Entsprechend der geringen Festigkeit des Hafenarbeiterverbandes ist die Mangelhaftigkeit des in ihm herrschenden Geistes. Bei der Durchsicht der Versammlungsprotokolle gewinnt man den Eindruck, dass der kleinlichste Neid und das hässlichste Misstrauen den weitesten Spielraum im Gewerkschaftsleben haben. Der einzelne Arbeiter ist von der richtigen Erkenntnis des Wertes der Gewerkschaft für seine wirtschaftliche Existenz keineswegs immer durchdrungen. Ohne eine fortgesetzt lebhafte Agitation würde kaum ein Zehntel der Hafenarbeiter im Verbande verbleiben. Die Agitation wird mit allen Mittel betrieben, die vielfach wohl nicht als einwandfrei zu bezeichnen sind. Steht im Protokoll der Kaiarbeiter, vom 28. Juni 1900, das mehr „mündliche Agitation“ getrieben werden soll und Schuppen 2 ganz dadurch dem Verein zugeführt sei, dann ist zwischen den Zeilen zu lesen, welcher Druck ausgeübt worden sein mag. Dasselbe Empfinden drängt sich auf, wenn man in dem Protokoll*) eine Aufforderung an die Obleute findet, auch an die in anderen Verbänden Organisierten Streikmarken zu verkaufen, wenn diese sich „moralisch verpflichtet“ fühlen sollten. Ein solches moralisches Pflichtgefühl ist durchaus unverständlich, da diesen Arbeitern nichts im Wege steht, der freien Gewerkschaft als ordentliche Mitglieder beizutreten. Diese empfohlene Agitation bei der Arbeit hat aber eine wichtige Seite. Bei der Muskelarbeit des Transportarbeiters ist der eine Arbeiter auf den andern angewiesen beim Angreifen der Waren. Jede Unachtsamkeit, verschuldet oder unverschuldet, kann dem Arbeiter Gefahr bringen. Es ist nichts natürlicher, als dass der „moralisch Verpflichtete“ sich dieser Gefahr bewusst ist.

*) Protokoll der Kaiarbeiter vom Mai 1903.

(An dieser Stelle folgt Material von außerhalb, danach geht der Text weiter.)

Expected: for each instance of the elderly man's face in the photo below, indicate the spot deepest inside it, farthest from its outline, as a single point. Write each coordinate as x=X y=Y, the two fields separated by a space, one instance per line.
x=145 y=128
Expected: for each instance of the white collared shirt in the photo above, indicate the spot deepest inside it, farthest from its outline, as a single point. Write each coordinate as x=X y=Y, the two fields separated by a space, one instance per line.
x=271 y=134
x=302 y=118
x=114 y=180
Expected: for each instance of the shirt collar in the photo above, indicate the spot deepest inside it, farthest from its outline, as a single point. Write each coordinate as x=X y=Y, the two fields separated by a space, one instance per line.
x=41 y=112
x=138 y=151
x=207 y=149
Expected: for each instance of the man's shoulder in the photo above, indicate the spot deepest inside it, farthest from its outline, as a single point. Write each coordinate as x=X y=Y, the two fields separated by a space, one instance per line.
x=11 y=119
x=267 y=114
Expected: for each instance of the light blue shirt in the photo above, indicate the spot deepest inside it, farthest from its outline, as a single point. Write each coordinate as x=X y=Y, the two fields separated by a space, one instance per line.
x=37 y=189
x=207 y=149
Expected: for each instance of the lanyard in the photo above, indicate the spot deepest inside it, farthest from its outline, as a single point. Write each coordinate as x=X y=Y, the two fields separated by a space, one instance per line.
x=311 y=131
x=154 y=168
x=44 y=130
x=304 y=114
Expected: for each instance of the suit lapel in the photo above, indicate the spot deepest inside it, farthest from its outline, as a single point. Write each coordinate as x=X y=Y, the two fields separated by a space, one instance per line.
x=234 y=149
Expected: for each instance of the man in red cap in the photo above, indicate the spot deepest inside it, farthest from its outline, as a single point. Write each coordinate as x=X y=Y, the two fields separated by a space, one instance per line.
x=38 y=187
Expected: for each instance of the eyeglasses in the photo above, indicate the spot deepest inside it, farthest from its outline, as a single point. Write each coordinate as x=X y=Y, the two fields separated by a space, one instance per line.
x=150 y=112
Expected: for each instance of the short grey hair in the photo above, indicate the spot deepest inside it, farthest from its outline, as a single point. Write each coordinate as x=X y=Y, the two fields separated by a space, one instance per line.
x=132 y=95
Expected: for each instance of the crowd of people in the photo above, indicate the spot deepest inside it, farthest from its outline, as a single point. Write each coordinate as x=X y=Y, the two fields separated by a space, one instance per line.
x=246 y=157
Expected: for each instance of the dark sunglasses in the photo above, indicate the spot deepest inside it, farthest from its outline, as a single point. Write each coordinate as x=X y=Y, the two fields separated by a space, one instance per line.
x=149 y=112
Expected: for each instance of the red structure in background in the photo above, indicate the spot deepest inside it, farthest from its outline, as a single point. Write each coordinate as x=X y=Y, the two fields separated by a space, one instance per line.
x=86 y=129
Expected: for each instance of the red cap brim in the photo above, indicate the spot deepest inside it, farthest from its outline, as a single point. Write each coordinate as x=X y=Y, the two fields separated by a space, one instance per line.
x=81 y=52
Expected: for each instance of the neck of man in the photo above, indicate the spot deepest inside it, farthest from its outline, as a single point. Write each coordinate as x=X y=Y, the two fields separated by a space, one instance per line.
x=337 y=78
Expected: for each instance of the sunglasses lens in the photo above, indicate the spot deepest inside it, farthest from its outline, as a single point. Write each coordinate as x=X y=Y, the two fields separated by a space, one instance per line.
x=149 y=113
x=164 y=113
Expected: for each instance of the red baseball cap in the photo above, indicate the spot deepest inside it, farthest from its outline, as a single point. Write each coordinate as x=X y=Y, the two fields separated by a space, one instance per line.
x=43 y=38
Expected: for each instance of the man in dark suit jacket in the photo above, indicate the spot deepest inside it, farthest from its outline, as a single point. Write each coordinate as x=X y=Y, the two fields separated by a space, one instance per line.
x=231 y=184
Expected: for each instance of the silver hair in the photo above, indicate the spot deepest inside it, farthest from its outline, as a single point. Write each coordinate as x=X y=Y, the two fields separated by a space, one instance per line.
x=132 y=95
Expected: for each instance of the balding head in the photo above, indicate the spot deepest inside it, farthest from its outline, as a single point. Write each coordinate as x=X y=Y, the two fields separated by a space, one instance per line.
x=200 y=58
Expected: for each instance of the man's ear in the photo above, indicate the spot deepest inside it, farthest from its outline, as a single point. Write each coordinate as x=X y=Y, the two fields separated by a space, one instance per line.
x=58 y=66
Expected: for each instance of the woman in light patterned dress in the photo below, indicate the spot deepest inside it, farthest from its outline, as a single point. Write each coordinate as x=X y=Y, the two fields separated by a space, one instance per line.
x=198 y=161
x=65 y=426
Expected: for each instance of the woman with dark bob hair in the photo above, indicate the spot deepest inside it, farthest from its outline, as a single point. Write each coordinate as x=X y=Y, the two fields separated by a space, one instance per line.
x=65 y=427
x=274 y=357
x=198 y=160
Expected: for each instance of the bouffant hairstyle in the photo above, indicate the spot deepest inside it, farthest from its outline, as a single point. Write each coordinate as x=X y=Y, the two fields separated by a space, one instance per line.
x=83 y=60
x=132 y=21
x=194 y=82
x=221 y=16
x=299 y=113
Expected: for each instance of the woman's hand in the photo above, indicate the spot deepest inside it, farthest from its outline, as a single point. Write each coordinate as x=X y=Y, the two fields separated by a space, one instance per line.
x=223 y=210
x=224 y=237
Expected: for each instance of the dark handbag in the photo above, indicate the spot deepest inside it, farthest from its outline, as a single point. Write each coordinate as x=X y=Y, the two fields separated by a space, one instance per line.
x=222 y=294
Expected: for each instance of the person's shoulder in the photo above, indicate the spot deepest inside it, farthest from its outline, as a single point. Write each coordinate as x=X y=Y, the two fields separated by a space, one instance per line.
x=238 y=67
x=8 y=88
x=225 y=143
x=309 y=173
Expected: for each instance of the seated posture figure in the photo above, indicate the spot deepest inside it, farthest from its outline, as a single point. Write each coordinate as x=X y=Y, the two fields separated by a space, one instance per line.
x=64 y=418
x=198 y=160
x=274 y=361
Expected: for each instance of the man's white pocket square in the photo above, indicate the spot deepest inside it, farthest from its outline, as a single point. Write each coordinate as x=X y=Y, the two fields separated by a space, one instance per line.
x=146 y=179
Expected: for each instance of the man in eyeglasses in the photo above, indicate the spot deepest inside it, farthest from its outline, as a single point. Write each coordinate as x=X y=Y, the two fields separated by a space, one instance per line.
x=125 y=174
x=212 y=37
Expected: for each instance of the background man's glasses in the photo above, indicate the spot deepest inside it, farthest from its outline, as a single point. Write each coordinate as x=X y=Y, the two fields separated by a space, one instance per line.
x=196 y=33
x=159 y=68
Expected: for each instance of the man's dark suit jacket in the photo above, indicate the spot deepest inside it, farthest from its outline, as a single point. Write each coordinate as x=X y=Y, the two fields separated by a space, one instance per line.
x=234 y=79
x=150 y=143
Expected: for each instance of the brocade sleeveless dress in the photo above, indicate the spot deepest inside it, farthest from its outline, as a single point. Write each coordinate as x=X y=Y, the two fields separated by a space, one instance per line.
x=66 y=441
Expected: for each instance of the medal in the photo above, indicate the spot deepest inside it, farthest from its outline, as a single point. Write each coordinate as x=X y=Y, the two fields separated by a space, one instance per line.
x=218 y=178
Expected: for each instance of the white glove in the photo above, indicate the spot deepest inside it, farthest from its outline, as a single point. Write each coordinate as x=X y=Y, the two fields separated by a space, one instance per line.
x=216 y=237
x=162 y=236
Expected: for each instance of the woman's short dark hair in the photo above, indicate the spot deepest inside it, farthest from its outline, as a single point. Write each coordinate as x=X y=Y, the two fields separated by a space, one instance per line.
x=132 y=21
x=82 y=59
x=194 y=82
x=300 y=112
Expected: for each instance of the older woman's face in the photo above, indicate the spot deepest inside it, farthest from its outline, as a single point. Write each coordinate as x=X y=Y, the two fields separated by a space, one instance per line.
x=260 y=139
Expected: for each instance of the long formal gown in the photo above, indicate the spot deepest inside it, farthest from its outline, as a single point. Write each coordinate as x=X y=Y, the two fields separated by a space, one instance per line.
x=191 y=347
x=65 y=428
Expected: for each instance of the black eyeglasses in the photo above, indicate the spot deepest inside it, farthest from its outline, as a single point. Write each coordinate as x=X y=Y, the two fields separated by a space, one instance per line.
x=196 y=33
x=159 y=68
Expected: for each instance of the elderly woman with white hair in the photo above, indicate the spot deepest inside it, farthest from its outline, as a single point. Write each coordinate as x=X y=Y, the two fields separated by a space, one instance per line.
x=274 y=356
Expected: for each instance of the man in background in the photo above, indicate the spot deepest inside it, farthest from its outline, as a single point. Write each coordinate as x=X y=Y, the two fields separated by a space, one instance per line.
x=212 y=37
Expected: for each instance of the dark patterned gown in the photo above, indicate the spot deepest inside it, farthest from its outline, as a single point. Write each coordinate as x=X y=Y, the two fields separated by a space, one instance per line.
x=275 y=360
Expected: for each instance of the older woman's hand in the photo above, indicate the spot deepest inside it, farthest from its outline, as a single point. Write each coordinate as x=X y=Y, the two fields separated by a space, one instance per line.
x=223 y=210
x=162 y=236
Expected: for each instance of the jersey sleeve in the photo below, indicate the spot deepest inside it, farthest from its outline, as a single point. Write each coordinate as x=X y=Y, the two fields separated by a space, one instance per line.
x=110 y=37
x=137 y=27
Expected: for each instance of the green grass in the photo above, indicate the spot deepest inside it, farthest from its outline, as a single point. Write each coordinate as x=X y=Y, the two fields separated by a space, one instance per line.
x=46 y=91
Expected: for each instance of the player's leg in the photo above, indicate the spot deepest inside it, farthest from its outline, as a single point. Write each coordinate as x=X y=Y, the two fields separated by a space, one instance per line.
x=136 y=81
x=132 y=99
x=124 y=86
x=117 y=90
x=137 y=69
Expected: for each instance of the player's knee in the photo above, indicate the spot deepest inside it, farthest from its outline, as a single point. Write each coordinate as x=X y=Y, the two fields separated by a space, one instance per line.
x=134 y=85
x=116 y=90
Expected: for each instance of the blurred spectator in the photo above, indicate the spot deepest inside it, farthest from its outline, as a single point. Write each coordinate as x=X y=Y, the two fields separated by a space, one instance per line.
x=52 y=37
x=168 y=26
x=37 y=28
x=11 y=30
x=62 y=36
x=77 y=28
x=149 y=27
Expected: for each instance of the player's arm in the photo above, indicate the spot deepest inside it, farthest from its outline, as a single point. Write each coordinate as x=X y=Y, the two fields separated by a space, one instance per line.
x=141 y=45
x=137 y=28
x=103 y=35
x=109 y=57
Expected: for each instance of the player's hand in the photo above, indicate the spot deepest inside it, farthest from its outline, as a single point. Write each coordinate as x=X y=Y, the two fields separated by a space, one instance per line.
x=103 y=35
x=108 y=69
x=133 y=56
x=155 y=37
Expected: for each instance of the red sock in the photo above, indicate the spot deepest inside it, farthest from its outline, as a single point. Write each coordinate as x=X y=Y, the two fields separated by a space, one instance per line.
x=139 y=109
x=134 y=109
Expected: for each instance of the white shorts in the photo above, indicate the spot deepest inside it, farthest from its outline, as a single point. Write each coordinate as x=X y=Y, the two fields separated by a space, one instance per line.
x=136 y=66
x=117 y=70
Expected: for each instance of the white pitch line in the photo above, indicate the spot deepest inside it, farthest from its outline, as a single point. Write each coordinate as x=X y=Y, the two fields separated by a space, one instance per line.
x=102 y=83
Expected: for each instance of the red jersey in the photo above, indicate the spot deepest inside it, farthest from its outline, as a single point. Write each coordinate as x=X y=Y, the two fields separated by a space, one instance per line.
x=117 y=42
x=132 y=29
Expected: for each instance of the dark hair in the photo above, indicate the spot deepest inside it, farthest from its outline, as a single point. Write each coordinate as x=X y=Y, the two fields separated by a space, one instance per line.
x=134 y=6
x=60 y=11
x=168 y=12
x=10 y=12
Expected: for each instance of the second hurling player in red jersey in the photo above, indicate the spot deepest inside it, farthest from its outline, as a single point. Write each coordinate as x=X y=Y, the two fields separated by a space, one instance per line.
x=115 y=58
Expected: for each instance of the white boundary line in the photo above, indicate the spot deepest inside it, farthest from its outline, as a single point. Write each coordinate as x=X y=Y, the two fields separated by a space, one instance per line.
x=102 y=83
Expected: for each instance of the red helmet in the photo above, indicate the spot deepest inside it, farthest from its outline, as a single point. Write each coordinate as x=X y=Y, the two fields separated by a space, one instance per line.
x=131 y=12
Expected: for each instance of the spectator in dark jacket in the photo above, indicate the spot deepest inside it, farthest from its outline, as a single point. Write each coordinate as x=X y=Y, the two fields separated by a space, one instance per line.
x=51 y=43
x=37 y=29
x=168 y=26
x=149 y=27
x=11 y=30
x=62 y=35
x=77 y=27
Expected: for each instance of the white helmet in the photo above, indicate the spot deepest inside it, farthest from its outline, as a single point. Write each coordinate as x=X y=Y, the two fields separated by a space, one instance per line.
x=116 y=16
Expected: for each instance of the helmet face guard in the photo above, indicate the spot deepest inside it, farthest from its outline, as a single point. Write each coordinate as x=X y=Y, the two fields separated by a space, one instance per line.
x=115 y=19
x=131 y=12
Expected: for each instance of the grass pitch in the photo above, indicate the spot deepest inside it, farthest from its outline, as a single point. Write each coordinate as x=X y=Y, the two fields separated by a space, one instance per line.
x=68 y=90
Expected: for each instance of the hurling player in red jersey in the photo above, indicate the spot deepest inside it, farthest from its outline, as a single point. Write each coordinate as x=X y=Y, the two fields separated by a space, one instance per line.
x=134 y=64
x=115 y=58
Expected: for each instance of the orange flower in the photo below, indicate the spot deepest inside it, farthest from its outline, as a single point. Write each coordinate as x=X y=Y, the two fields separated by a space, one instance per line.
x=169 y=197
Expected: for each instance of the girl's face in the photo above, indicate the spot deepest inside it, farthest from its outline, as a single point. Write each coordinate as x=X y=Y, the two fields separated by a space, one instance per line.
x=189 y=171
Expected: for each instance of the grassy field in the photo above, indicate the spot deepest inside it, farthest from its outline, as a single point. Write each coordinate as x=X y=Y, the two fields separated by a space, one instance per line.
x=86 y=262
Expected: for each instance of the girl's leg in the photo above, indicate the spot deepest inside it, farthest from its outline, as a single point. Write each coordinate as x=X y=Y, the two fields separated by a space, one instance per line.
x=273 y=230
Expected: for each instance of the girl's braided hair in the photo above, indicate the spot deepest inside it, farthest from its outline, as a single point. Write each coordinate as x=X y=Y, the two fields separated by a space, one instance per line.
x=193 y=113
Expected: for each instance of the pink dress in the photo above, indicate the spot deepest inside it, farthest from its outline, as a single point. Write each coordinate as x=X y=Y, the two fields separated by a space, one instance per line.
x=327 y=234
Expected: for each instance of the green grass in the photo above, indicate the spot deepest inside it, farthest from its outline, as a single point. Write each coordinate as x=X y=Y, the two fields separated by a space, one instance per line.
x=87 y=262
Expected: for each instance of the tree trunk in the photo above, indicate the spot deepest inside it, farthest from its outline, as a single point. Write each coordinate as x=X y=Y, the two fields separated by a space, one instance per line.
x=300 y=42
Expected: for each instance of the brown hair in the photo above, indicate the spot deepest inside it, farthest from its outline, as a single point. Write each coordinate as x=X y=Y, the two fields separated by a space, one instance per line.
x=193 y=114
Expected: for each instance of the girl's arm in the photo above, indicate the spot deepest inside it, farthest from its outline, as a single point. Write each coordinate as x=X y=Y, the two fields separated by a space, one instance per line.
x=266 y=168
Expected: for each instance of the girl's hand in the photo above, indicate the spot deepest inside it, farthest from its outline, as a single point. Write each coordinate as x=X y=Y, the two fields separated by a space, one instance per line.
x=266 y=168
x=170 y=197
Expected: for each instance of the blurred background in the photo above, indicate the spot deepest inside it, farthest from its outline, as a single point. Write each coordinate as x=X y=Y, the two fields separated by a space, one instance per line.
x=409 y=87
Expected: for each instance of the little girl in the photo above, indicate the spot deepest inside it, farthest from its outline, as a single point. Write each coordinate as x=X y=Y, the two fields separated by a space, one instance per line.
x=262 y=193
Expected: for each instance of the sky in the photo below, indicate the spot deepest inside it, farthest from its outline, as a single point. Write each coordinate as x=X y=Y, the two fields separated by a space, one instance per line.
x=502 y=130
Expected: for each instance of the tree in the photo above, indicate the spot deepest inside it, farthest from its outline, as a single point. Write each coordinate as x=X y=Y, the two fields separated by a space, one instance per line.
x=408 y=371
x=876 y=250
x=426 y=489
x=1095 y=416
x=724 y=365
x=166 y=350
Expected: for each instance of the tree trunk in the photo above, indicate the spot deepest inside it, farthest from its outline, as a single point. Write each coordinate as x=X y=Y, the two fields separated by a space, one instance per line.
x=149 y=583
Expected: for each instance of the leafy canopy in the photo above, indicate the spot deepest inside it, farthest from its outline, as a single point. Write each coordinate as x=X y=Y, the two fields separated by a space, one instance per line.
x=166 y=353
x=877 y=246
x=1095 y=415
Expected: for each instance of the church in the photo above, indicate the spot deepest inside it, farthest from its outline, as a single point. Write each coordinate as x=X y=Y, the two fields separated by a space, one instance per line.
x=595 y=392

Das Mittel der Arbeitsverweigerung mit anders oder nicht Organisierten findet innerhalb des Hafens nur eine beschränkte Verwendung, da die Anwendung dieses Mittels nur eine Machtfrage ist, der Hafenarbeitervorstand diese Macht aber nicht in den Händen hat.

Der Ruf nach Agitation und Organisation erschallt immer wieder und wieder. Unbeachtet aller andern Umstände wird jeder Vorteil der Organisation und jeder Nachteil den anders oder nicht Organisierten zugeschrieben. Als ein typisches Beispiel hierfür mag angesehen sein, dass, als im Oktober 1907 für die Schauerleute der Schichtwechsel eingeführt wurde, was eine bedeutende Besserung der Lebensstellung der Arbeiter bedeutete, sie selbst den neuen Tarif als völlig unzureichend bezeichneten, die andern Mitgliedschaften des Hafenarbeiterverbandes den neuen Tarif aber als eine Errungenschaft der festen Organisation der Schauerleute hoch priesen. So werden die Worte Agitation und Organisation in den Versammlungsreden häufig zu inhaltlosen Schlagworten. Ein nachhaltiger Erfolg ist auch nicht zu verzeichnen. Steht ein Lohn- oder Machtkampf bevor (z. B. Maifeier und Maiaussperrung), dann treten eine große Zahl Arbeiter in die Gewerkschaft ein, um während des Ausstandes von den Geldern der Hauptkasse zehren zu können. Ist die Bewegung vorüber, so treten sie wieder aus, resp. bezahlen ihre Beiträge nicht. Dadurch erleidet die Gewerkschaft einen bedeutenden Nachteil.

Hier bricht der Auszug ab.